What is Opportunity Cost?
Opportunity cost is a trade-off. Every choice you make, there is something to consider. Opportunity cost represents the benefits an individual, investor or business misses when choosing one alternative over another. Hence, why it’s a factor in time value of money.
Opportunity costs can be easily overlooked if you’re not careful. Understanding the potential missed opportunities by choosing one investment over another will help you make better decisions. Thus, achieving optimal results.
Now that you know what opportunity cost is, let’s discuss why experts break down opportunity costs into two categories – explicit and implicit.
Explicit opportunity costs are out-of-pocket costs or direct costs to a person or business.
If you own a Cupcake Company and you add a new item to the menu that requires $50 in labor, ingredients, electricity, and water. Your explicit cost is what you could have done had you not added that new item to the menu.
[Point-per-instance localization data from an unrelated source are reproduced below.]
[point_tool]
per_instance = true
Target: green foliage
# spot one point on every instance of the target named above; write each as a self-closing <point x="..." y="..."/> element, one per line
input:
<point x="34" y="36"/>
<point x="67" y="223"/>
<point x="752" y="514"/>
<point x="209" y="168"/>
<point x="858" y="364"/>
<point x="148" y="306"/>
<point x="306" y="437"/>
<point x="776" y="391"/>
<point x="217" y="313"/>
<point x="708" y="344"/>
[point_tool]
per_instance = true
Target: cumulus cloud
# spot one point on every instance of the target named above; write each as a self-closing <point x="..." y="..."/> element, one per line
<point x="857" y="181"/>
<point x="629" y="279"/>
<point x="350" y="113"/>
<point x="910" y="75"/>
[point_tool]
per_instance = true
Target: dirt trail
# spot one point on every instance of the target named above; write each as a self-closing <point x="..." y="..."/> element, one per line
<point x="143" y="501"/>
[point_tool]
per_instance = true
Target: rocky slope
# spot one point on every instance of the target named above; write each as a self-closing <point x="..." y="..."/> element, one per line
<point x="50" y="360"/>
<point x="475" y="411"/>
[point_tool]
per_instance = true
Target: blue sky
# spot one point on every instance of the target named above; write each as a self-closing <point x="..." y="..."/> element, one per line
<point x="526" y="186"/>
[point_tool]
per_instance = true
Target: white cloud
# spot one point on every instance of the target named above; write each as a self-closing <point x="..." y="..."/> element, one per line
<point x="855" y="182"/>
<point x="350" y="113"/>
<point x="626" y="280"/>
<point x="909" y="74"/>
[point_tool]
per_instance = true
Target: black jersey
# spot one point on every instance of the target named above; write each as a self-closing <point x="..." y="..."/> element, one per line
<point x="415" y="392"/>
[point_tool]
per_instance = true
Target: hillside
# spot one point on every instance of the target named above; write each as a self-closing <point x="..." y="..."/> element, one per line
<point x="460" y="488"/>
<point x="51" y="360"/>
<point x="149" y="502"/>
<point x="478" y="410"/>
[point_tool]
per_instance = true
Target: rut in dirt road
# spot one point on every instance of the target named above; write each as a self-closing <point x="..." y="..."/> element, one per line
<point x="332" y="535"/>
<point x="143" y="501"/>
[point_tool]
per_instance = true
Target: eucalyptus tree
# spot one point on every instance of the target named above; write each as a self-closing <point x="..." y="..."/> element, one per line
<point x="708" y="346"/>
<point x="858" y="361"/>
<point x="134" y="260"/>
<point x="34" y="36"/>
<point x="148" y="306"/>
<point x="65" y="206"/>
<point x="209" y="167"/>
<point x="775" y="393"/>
You could have spent it on a new oven, bathroom renovation, or added a different menu item.
Implicit opportunity costs are resources already owned by the individual or business that could have been put to some other use. It’s not a direct cost, but rather the lost opportunity to generate income through those resources.
For example, if you have a warehouse that you use as a storage facility for your Cupcake Company. The implicit cost is the rental income you could have generated if you leased it to another company. Instead of using it for your own company, you could have collected a monthly check. It doesn’t cost you anything to use the warehouse yourself, but you are giving up the opportunity to generate income from the property.
Calculating Opportunity Cost
The formula for calculating an opportunity cost is simple. Take the difference between the expected returns of each option and the one with the most, essentially “wins.”
Take option A, which is to invest in the stock market hoping to generate returns. Option B is to reinvest your money back into your Cupcake Company, expecting that newer equipment will increase production efficiency. Thus, leading to lower operational expenses and a higher profit margin.
Let’s assume the expected return on investment in the stock market is 10 percent, and your company expects the equipment update to generate an 8 percent return over the same period. The opportunity cost of choosing the equipment over the stock market is 10% – 8% = 2%. Thus, by investing in the business, you would forgo the opportunity to earn a higher return.
Even though opportunity cost is heavily rooted in economics and finance, any individual or business can apply the concepts. Such as assessing the potential profitability of various investments, or reassessing any missed opportunities. Overall, the goal is to apply the concept, making an informed decision that enhances yourself or your company.